Two jurats who had waited on the outskirts of the crowd, furtively watching the effect of their sentence, burst in, as distracted as the Vicomte.
“Hang the man again and the whole world will laugh at you,” Ranulph said. “If you’re not worse than fools or Turks you’ll let him go. He has had death already. Take him back to the prison then, if you’re afraid to free him.” He turned on the crowd fiercely. “Have you nothing to say to this butchery?” he cried. “For the love of God, haven’t you anything to say?”
Half the crowd shouted “Let him go free!” and the other half, disappointed in the working out of the gruesome melodrama, groaned and hooted.
Meanwhile Mattingley stood as still as ever he had stood by his bahue in the Vier Marchi, watching—waiting.
The Vicomte conferred nervously with the jurats for a moment, and then turned to the guard.
“Take the prisoner to the Vier Prison,” he said. Mattingley had been slowly solving the problem of his salvation. His eye, like a gimlet, had screwed its way through Ranulph’s words into what lay behind, and at last he understood the whole beautiful scheme. It pleased him: Carterette had been worthy of herself, and of him. Ranulph had played his game well too. He only failed to do justice to the poor beganne, Dormy Jamais. But then the virtue of fools is its own reward.
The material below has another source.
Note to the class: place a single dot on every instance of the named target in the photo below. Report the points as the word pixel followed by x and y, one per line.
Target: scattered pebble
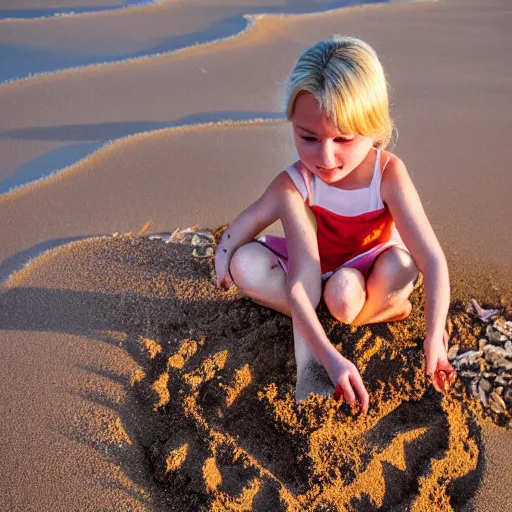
pixel 488 370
As the procession started back with the Undertaker’s Apprentice now following after Mattingley, not going before, Mattingley turned to him, and with a smile of malice said:
“Ch’est tres ship-shape, Maitre-eh!” and he jerked his head back towards the inadequate rope.
He was not greatly troubled about the rest of this grisly farce. He was now ready for breakfast, and his appetite grew as he heard how the crowd hooted and snarled yah! at the Undertaker’s Apprentice. He was quite easy about the future. What had been so well done thus far could not fail in the end.